Having preached political quietude to stay afloat in the rough waters of the Rightist rage, Sir Syed would look inwards, and be shocked at the derelict state of the community. He wouldn’t use these data for recriminatory rejoicing. He didn’t when in 1871, William Hunter’s book — The Indian Musalmans: Are They Bound in Conscience to Rebel Against the Queen? — was published. Sir Syed published an extensive review of it, expostulating against the aspersion inherent in the subtitle. Today, he might bring out a revised edition of The Loyal Mohammadans of India.
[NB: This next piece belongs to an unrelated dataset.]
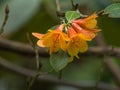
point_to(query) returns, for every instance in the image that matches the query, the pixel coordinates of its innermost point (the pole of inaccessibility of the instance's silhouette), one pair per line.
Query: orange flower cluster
(74, 40)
One of the findings in Hunter’s book was that the Muslims had begun to lag in modern education and state employment in Bengal. Sir Syed extrapolated this data to the rest of the country, and launched an educational mission that fructified in Muhammadan Anglo-Oriental (MAO) College, and Muhammadan Educational Conference. He didn’t go on a madrasa-building spree while fulminating against the government for not building colleges for the Muslims. Today, he would revive the Muhammadan Educational Conference as the National Educational Conference, and launch a countrywide movement for education for everyone, not for the Muslims alone. Since he preferred communitarian effort in education, he wouldn’t look for the government aid to run these institutions.

● MAO College

If Sir Syed were to establish an educational institution today (and he wouldn’t be content with just one), the same impulse that drove him in 1877 to decide on the name Muhammadan Anglo-Oriental College, would make him name it Indo-Islamic National University, to reflect Islam’s fusion into the Indian nationhood. Having learnt from experience, he wouldn’t keep its scope confined to creating job eligibility for the scions of the decadent Muslim aristocracy. Neither would he cede any grounds to the orthodoxy. It would have become clear to him that modern education had to be imbibed in the spirit of humanism and enlightenment. Bereft of this, it would be like the razor in a monkey’s hands. The community and the country have suffered many cuts. Promotion of liberal education for salvaging the interests of a degenerate gentry was bound to entrench their sense of entitlement and put them on the path of selfish and separatist politics.

● Islam today

Sir Syed reacted to the British conquest as a Muslim aristocrat, and not as an Indian. It betrays the myopia of a decadent nobility, which brimmed with the hubris of having ruled the country for many centuries. If there was no national consciousness yet, the ruling class had defaulted in their duty of being the vanguard of ideas.

Sir Syed told his class -  community that in order to remain relevant, they would have to change their mode of thought. Since religion was central to their thought, and since it was making them lag, they had to develop a new understanding of religion that harmonised the word of God with the work of God in such a way that made religion compatible with science. He wrote an exegesis of the Quran to bring about this reconciliation. In this endeavour he was as much influenced by the West as by the lost tradition of Islamic rationalists.

If he were to write the same book today, it’s interesting to speculate whether he would tap into the indigenous rationalist philosophy of Charvaka, also known as Lokayata. Probably, he would. After all, the same pursuit of reconciliation made him write a commentary on the Bible. He stressed that since both the Quran and the Bible were of the same provenance, there was little scriptural pretext for religious animus between the followers of the two. Would he have, similarly, undertaken to write an exposition of the Vedas and Upanishads to highlight the essential unity of all religions? If he could make a new recension of Ain-i-Akbari, he would definitely embrace Akbar’s Sulh-i-Kul (universal peace) principle as well.

Sir Syed had the wisdom to know that unless Islam fused into the Indian culture, it would remain a stranger in the land, with none too good implications for its followers. He would have been embarrassed that in a thousand years, except for Al-Biruni’s Kitab-ul Hind and Dara Shukoh’s Majma-ul-Bahrain, Muslims had made no serious effort to understand India. What they didn’t do as rulers, they must now as citizens.

नजमुल हुदा
( Najmul Hoda )

The writer is an IPS officer from Tamilnadu.